Promote Collaboration: One truth to many social enterprises is that there are no hard hierarchical lines. Little prevents an associate-level professional from reaching out to the senior vice president; everyone is accessible to each other in the organization. In addition, the power of the individual in the workplace is growing. This means that more and more, employees that social enterprises attract feel empowered to express, influence and manage their personal workplace experiences. In this way, their staff members seek opportunities to contribute to the creation of an environment that facilitates the realization of not only their own capabilities, but also the capabilities of their colleagues.
Look For Mission Loyalty: It’s about hiring those who not only are driven by your specific mission, but also have that “change the world” mentality. Finding people who approach life with this mentality and live it out on a daily basis, no matter what level they are in the organization, is the aim. To put it simply, you are hiring for like-mindedness—not solely for a skill set. Start by working to identify this in the recruitment stage by asking candidates clear-cut questions such as, “What motivates you?” or “How does your personal mission statement align with our organization’s mission statement?” Once you do, the cultivation of loyalty and the likelihood of increased organizational commitment will follow.
Expect and Encourage Replication: Dynamic leaders understand that high-performing people may dream of running their own social enterprises. That is also what a deep commitment to mission is all about: social replication. Ask yourself how you can replicate your vision so much through the organization that it eventually becomes a global force carried out by the people who were initially moved by your mission. Doing so will further increase the impact of your mission, advance social innovation, expand the network of communities served and support the social enterprise ecosystem as a whole.

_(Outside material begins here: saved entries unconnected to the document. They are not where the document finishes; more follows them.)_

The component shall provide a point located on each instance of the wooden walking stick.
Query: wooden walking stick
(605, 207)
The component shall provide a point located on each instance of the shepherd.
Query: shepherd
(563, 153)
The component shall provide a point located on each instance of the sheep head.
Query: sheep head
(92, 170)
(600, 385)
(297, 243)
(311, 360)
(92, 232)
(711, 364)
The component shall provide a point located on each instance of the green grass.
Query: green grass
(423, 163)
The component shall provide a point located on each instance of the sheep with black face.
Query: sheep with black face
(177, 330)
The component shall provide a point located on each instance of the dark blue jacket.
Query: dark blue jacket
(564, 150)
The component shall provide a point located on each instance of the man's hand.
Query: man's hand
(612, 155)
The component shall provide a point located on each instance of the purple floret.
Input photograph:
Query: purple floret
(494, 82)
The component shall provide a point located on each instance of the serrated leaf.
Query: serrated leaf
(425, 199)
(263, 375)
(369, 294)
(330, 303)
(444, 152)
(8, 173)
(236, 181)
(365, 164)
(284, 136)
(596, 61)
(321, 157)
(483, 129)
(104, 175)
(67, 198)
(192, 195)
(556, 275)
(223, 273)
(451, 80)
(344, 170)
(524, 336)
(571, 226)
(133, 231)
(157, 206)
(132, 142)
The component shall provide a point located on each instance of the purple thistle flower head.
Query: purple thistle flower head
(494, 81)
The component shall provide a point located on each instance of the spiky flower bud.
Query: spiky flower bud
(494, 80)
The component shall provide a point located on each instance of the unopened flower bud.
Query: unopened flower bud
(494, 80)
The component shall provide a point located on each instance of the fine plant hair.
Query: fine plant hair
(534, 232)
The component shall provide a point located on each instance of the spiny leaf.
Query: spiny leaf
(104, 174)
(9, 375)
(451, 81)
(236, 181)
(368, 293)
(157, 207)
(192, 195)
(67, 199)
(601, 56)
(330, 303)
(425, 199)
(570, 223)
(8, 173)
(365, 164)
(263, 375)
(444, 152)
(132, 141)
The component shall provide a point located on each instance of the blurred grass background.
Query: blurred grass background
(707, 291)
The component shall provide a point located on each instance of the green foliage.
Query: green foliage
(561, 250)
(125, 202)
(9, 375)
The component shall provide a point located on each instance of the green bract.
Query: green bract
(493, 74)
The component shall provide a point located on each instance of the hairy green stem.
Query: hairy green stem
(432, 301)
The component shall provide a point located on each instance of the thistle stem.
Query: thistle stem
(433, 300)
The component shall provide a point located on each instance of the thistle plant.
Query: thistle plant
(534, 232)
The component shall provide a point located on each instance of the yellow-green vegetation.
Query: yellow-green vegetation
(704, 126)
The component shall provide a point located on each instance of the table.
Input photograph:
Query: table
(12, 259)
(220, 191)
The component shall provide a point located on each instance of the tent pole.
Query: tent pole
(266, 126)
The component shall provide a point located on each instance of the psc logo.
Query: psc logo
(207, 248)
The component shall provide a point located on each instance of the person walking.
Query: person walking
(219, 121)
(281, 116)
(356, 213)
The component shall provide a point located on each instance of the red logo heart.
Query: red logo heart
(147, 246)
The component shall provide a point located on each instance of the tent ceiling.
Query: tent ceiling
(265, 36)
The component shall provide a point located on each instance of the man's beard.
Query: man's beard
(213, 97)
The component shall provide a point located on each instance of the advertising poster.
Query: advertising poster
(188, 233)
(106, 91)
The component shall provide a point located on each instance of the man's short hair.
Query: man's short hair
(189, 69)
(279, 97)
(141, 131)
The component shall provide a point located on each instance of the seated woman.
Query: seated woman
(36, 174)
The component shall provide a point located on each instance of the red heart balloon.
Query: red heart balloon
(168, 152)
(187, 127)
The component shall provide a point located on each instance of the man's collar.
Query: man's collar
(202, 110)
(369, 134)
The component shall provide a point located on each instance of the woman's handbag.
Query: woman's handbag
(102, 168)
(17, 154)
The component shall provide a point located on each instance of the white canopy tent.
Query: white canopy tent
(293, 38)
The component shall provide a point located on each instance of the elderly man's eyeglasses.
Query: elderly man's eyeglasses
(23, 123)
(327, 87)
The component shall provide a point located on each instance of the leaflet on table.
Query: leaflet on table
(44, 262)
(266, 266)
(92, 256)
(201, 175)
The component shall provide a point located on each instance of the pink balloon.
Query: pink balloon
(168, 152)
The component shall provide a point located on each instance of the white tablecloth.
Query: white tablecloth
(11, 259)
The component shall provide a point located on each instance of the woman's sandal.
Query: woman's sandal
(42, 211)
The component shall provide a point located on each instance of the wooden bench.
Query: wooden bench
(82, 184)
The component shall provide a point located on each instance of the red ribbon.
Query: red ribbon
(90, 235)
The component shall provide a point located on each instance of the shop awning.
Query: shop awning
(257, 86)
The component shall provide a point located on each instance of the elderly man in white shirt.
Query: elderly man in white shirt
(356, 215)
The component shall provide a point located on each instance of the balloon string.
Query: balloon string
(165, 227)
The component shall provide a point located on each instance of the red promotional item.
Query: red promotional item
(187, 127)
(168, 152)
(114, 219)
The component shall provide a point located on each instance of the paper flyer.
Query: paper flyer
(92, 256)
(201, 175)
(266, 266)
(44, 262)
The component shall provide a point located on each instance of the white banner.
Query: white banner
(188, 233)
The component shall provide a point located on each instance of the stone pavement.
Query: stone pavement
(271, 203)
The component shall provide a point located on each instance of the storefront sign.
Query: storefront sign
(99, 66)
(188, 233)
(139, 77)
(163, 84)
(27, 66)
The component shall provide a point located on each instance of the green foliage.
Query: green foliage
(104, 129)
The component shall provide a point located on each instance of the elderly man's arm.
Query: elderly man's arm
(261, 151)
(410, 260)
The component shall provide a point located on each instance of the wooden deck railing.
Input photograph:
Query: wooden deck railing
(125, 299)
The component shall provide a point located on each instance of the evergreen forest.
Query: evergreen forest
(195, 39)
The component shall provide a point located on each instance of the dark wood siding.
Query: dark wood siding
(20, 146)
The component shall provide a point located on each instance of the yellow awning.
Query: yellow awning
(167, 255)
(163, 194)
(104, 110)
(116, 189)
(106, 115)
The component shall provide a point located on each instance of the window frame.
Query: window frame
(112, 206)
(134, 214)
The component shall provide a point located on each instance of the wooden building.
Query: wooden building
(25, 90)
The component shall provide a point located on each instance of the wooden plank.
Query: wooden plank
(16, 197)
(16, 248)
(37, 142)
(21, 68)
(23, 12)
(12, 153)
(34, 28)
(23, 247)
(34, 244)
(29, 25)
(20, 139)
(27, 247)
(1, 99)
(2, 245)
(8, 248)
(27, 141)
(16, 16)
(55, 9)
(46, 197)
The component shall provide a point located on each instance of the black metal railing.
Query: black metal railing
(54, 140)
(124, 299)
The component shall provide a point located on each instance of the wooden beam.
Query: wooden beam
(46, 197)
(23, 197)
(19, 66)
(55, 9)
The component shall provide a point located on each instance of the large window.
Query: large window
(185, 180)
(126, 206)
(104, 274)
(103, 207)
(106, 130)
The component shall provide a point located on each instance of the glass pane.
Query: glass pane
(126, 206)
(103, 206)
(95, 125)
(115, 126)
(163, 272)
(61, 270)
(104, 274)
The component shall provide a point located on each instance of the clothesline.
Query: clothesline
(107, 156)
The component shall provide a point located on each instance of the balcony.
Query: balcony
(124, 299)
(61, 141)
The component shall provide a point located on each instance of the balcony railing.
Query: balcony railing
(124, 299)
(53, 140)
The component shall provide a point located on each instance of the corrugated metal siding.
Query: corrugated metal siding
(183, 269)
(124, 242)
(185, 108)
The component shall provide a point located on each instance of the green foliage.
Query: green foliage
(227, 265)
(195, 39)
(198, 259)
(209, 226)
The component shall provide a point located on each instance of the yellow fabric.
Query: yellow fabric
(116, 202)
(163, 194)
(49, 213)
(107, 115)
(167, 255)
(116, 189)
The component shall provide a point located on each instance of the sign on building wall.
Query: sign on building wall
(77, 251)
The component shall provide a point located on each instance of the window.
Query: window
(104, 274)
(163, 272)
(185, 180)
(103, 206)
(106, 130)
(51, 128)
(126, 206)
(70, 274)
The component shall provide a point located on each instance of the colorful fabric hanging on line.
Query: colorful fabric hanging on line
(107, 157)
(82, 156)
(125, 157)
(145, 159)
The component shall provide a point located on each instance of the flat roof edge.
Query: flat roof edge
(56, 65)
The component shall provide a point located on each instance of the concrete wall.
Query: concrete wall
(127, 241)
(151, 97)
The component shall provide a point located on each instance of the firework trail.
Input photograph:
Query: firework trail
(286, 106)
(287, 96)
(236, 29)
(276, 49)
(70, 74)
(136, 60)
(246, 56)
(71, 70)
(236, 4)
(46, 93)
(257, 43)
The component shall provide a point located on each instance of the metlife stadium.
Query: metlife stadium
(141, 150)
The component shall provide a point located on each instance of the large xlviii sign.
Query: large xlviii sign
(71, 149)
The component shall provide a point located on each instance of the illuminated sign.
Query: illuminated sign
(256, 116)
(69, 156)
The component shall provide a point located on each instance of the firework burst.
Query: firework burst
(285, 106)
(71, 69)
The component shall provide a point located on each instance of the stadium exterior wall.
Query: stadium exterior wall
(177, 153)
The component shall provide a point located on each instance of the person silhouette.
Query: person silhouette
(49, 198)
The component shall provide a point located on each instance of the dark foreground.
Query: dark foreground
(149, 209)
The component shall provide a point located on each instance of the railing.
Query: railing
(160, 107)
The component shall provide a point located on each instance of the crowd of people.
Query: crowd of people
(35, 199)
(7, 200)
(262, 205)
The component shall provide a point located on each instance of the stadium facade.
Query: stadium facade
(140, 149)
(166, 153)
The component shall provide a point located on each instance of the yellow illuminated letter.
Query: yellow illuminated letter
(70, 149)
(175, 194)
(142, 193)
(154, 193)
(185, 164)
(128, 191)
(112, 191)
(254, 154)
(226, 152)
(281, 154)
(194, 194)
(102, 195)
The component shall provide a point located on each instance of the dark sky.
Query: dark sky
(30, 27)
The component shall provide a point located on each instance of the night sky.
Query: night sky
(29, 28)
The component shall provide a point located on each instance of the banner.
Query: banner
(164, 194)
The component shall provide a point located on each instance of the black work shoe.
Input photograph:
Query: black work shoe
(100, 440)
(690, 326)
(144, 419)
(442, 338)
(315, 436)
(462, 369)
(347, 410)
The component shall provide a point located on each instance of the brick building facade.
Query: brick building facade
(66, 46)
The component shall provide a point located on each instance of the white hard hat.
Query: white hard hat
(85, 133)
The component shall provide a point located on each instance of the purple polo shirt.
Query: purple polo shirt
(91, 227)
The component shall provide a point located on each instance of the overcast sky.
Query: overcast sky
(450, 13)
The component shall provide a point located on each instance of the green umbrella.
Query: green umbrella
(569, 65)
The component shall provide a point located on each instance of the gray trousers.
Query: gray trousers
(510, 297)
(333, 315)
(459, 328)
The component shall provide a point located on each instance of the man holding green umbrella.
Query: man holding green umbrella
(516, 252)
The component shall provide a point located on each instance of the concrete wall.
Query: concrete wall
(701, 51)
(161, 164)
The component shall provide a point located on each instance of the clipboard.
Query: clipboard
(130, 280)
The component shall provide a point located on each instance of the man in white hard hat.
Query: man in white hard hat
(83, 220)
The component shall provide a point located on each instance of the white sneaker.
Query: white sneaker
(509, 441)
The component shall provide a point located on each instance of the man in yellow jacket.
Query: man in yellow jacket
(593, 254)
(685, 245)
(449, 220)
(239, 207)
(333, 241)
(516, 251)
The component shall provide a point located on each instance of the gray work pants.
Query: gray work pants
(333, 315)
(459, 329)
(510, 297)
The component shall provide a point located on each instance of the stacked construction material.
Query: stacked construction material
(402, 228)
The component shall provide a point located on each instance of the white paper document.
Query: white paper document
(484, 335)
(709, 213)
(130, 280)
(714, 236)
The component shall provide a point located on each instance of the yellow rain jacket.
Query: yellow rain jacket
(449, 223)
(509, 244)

Maintaining your people as a focal point as they grow and develop with your organization is essential to understand the suitable strategies through which you will be able to further your mission. This is why the people management priorities your organization champions during attraction and recruitment are enhanced when they are carried throughout the lifecycle. In action, this can show up in your organization as mentoring, coaching and leadership development.
As your social enterprise scales and evolves, there are two indicators—one internal and one external, both people-based—that help you determine whether your people’s potential is being maximized.
First, look internally: Are your people loyal to your mission? Uplifting the shared feelings of importance and connectedness among your people is the secret sauce of mission loyalty within social enterprises. No doubt, pursuing your organization’s mission is hard work, and taking a look at the level of commitment and devotion of your workforce can give you a good idea as to whether you and your staff are well-aligned and moving in the right direction.
Second, look externally: How are the communities in which you operate shifting or changing? Social entrepreneurs understand that their success extends beyond revenues and profits and that valuing the relationships within your organization’s ecosystem also matters. In essence, measuring the impact on the people that you serve and continuing to meet whatever unmet needs arise confirm your organization’s purpose, and your investment in the right people is crucial to sustaining it.
The fourth sector was created for a reason—there simply are societal needs that exceed public, private and traditional nonprofit resources and capabilities. Just as business leaders of those sectors have built organizations that thrive, so too can you with your social enterprise, and you can increase the likelihood of this happening by staying responsive to and cultivating a deep understanding of your people.